Neutrophils play a significant role in determining disease severity following SARS-CoV-2 infection. Gene and protein expression defines several neutrophil clusters in COVID-19, including the emergence of low density neutrophils (LDN) that are associated with severe disease. The functional capabilities of these neutrophil clusters and correlation with gene and protein expression are unknown. To define host defense and immunosuppressive functions of normal density neutrophils (NDN) and LDN from COVID-19 patients, we recruited 64 patients with severe COVID-19 and 26 healthy donors (HD). Phagocytosis, respiratory burst activity, degranulation, neutrophil extracellular trap (NET) formation, and T-cell suppression in those neutrophil subsets were measured. NDN from severe/critical COVID-19 patients showed evidence of priming with enhanced phagocytosis, respiratory burst activity, and degranulation of secretory vesicles and gelatinase and specific granules, while NET formation was similar to HD NDN. COVID LDN response was impaired except for enhanced NET formation. A subset of COVID LDN with intermediate CD16 expression (CD16Int LDN) promoted T cell proliferation to a level similar to HD NDN, while COVID NDN and the CD16Hi LDN failed to stimulate T-cell activation. All 3 COVID-19 neutrophil populations suppressed stimulation of IFN-γ production, compared to HD NDN. We conclude that NDN and LDN from COVID-19 patients possess complementary functional capabilities that may act cooperatively to determine disease severity. We predict that global neutrophil responses that induce COVID-19 ARDS will vary depending on the proportion of neutrophil subsets.

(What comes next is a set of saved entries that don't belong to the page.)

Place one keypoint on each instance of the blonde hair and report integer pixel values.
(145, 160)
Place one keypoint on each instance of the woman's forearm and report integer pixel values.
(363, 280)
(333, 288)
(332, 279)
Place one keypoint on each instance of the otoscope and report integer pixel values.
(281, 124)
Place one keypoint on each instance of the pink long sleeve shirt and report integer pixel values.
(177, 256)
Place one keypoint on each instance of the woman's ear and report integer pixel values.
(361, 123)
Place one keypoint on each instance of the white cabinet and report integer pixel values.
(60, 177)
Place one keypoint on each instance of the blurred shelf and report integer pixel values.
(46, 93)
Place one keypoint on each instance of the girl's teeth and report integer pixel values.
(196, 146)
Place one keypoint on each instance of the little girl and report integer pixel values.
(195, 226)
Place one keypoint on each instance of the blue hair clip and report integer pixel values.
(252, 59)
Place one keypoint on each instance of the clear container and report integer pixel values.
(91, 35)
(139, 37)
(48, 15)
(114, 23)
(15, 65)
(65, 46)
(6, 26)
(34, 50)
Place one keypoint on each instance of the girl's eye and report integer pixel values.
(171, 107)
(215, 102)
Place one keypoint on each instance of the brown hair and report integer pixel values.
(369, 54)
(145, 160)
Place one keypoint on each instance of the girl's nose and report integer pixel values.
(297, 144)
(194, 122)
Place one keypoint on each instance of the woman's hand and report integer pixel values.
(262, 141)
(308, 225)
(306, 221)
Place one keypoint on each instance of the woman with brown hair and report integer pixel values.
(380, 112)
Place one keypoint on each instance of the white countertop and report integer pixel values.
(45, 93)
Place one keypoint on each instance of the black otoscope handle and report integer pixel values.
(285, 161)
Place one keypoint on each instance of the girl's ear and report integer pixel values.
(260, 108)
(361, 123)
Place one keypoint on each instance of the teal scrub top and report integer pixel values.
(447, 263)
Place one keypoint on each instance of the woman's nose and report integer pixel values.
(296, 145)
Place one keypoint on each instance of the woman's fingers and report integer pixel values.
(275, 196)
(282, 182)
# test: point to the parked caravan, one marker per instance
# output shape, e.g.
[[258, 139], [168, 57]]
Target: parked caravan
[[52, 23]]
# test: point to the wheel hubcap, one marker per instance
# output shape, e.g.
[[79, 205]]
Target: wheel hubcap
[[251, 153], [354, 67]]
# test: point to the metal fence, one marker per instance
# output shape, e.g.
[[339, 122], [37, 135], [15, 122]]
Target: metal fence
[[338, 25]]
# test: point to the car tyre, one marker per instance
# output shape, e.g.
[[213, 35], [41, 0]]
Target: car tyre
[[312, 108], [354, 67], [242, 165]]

中性粒细胞在SARS-CoV-2感染后疾病严重程度的确定中扮演着至关重要的角色。在COVID-19中，基因和蛋白表达定义了多个中性粒细胞簇，其中包括与重症疾病相关的低密度中性粒细胞（LDN）。这些中性粒细胞簇的功能特性及其与基因和蛋白表达的相关性尚不明确。为了界定COVID-19患者中正常密度中性粒细胞（NDN）和LDN的宿主防御和免疫抑制功能，我们招募了64名重症COVID-19患者和26名健康供体（HD）。我们对这些中性粒细胞亚群的内吞作用、呼吸爆发活性、脱颗粒、中性粒细胞外泌体（NET）形成以及T细胞抑制进行了测量。重症/危重症COVID-19患者的NDN表现出先导作用，其吞噬作用、呼吸爆发活性和分泌囊泡、明胶酶和特异性颗粒的脱颗粒能力增强，而NET形成与HD NDN相似。COVID LDN的反应受损，除了NET形成增强外。CD16表达介于中等（CD16Int LDN）的COVID LDN亚群促进了T细胞增殖至与HD NDN相似的水平，而COVID NDN和CD16Hi LDN未能刺激T细胞活化。与HD NDN相比，所有三种COVID-19中性粒细胞人群均抑制了IFN-γ的产生。我们得出结论，COVID-19患者的NDN和LDN具有互补的功能特性，可能协同作用以确定疾病严重程度。我们预测，诱导COVID-19急性呼吸窘迫综合征的全局中性粒细胞反应将因中性粒细胞亚群的比例而异。